Healthcare (Commonwealth Union) – Researchers at the University of California, San Diego, have discovered a potential way to predict the likelihood of early-stage breast cancer spreading by evaluating how “sticky” tumor cells are. This breakthrough, enabled by a specially crafted microfluidic device, could assist doctors in identifying high-risk patients and tailoring treatments to individual needs.
The device, tested in an investigator-initiated trial, functions by moving tumor cells through fluid-filled chambers and sorting them according to their adherence to the chamber walls. In tests on tumor cells from patients at various stages of breast cancer, researchers observed a distinct pattern: cells from individuals with more aggressive cancers were less adhesive (less sticky), while cells from those with less aggressive cancers showed stronger adhesion (more stiky).
These findings were published recently in Cell Reports.
Adam Engler, the senior author of the study and a professor in the Shu Chien-Gene Lay Department of Bioengineering at UC San Diego’s Jacobs School of Engineering indicated that what their trial demonstrated is that the adhesive properties of tumor cells could serve as a critical factor in classifying cancers as more or less aggressive. He further indicated that by improving diagnostic accuracy with this method, they could more effectively personalize treatment plans tailored to the specific characteristics of a patient’s tumor.
Researchers of the study pointed out that this project serves as a powerful example of impactful research bridging engineering and medicine. Engler’s bioengineering team collaborated closely with Dr. Anne Wallace, MD, director of the Comprehensive Breast Health Center at Moores Cancer Center at UC San Diego Health, along with her team, who provided patient samples and invaluable support. Crucial funding from the National Institutes of Health (NIH), including grants that back shared resources and facilities at Moores Cancer Center, as well as training grants for student researchers involved in the project, were key to the development of the device and its clinical study.

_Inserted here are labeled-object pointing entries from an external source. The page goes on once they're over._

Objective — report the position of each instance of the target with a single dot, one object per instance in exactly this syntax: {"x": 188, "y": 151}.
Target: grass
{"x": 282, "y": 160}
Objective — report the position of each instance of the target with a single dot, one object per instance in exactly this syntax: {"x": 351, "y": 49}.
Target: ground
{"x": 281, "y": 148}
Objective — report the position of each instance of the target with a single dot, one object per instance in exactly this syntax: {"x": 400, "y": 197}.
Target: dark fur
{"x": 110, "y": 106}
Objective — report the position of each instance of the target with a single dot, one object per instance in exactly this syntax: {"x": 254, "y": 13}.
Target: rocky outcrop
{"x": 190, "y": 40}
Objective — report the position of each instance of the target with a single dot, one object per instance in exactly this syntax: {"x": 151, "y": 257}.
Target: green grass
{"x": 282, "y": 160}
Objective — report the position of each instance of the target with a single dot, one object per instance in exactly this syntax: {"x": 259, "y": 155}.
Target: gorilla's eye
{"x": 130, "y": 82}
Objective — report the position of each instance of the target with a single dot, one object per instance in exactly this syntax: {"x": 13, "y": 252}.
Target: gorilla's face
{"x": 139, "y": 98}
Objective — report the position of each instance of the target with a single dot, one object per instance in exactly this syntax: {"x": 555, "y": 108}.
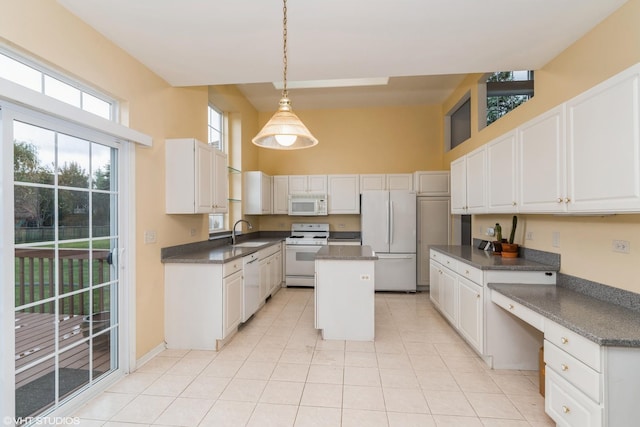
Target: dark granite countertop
{"x": 602, "y": 322}
{"x": 346, "y": 253}
{"x": 485, "y": 260}
{"x": 218, "y": 254}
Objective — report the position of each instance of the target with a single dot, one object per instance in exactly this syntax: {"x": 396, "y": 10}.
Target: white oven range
{"x": 301, "y": 248}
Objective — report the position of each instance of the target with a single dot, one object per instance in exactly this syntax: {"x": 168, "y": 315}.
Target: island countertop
{"x": 346, "y": 253}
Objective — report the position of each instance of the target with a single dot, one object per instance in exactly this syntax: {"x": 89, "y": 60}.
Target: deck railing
{"x": 35, "y": 272}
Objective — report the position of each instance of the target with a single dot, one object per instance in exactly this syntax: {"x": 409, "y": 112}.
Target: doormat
{"x": 39, "y": 394}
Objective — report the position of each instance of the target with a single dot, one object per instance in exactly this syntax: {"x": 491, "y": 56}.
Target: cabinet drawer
{"x": 578, "y": 346}
{"x": 571, "y": 369}
{"x": 445, "y": 260}
{"x": 471, "y": 273}
{"x": 567, "y": 406}
{"x": 231, "y": 267}
{"x": 531, "y": 317}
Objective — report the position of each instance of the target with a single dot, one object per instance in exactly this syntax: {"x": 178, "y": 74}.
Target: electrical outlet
{"x": 150, "y": 237}
{"x": 622, "y": 246}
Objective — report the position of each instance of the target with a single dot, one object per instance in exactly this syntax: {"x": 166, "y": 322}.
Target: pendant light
{"x": 285, "y": 131}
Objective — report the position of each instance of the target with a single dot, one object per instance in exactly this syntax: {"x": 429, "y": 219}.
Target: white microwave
{"x": 308, "y": 204}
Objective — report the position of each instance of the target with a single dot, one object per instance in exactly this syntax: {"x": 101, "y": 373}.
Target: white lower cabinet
{"x": 232, "y": 293}
{"x": 459, "y": 292}
{"x": 470, "y": 312}
{"x": 203, "y": 304}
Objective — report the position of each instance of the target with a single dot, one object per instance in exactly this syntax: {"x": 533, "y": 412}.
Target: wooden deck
{"x": 35, "y": 339}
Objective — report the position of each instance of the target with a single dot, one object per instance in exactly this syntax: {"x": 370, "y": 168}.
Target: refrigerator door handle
{"x": 391, "y": 223}
{"x": 386, "y": 226}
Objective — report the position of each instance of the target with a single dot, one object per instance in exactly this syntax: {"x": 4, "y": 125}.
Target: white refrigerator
{"x": 388, "y": 225}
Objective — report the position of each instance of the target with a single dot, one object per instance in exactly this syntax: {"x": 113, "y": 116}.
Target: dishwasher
{"x": 250, "y": 285}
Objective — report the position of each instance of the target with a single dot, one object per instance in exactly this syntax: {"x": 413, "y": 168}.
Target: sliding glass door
{"x": 66, "y": 242}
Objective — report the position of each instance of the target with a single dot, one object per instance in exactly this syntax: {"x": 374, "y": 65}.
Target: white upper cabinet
{"x": 476, "y": 181}
{"x": 541, "y": 163}
{"x": 468, "y": 183}
{"x": 431, "y": 183}
{"x": 381, "y": 181}
{"x": 344, "y": 194}
{"x": 459, "y": 186}
{"x": 603, "y": 146}
{"x": 195, "y": 177}
{"x": 280, "y": 195}
{"x": 373, "y": 181}
{"x": 307, "y": 184}
{"x": 400, "y": 181}
{"x": 502, "y": 174}
{"x": 256, "y": 198}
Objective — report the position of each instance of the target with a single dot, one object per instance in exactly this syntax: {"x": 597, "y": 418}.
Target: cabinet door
{"x": 265, "y": 278}
{"x": 470, "y": 312}
{"x": 265, "y": 195}
{"x": 434, "y": 225}
{"x": 371, "y": 181}
{"x": 297, "y": 184}
{"x": 541, "y": 161}
{"x": 344, "y": 194}
{"x": 459, "y": 186}
{"x": 280, "y": 195}
{"x": 502, "y": 175}
{"x": 603, "y": 146}
{"x": 431, "y": 183}
{"x": 220, "y": 192}
{"x": 435, "y": 271}
{"x": 400, "y": 181}
{"x": 476, "y": 181}
{"x": 317, "y": 184}
{"x": 232, "y": 306}
{"x": 204, "y": 170}
{"x": 449, "y": 296}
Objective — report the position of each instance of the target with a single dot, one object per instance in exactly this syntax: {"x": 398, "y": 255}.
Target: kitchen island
{"x": 345, "y": 292}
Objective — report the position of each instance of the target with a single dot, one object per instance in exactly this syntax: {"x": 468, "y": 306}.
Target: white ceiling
{"x": 425, "y": 46}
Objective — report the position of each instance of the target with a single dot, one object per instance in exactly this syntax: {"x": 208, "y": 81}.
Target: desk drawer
{"x": 571, "y": 369}
{"x": 576, "y": 345}
{"x": 531, "y": 317}
{"x": 567, "y": 405}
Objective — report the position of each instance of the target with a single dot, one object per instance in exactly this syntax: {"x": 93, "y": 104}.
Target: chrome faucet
{"x": 233, "y": 231}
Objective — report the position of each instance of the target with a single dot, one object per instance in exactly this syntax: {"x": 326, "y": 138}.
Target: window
{"x": 215, "y": 128}
{"x": 215, "y": 124}
{"x": 505, "y": 91}
{"x": 48, "y": 82}
{"x": 458, "y": 122}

Engler pointed out that it has been a fantastic partnership with Dr. Wallace and Moores Cancer Center.
He further indicated that their support has been essential for advancing investigator-initiated trials like this. They are also incredibly thankful for the various funding sources that sustain facilities, training, and lab work, all of which make research like this possible.
Previous studies by Engler’s lab, in partnership with Wallace and her team, had already shown that cancer cells with weak adhesion are more likely to migrate and invade other tissues compared to those with strong adhesion. Building on this, the interdisciplinary team has now applied this finding to patient tumors, revealing that the adhesion strength of tumor cells varies. The next step will be to explore whether adhesion strength can predict whether a patient’s cancer is likely to spread.
In their most recent research, the team investigated cell adhesion in early-stage breast cancer known as ductal carcinoma in situ (DCIS). Often referred to as stage zero breast cancer, DCIS can remain non-threatening, confined to the milk ducts. However, in some cases, it evolves into invasive breast cancer, which can be potentially life-threatening. For years, scientists and doctors have struggled to identify which cases require aggressive treatment and which can be monitored, but clear answers have been difficult to find.
Currently, clinical decisions are based largely on the size and grade of the DCIS lesion, but these factors don’t always offer a reliable indication of how the condition will progress.
“Having a mechanism to better predict which DCIS is going to behave more aggressively, such as is seen with this adhesion model, could hold great promise to help us more aggressively treat this type of cancer,” explained Wallace. “We don’t want to over-treat with aggressive surgery, medicines and radiation if not necessary, but we need to utilize those when the cancer has higher invasive potential. We want to continue to personalize therapy.”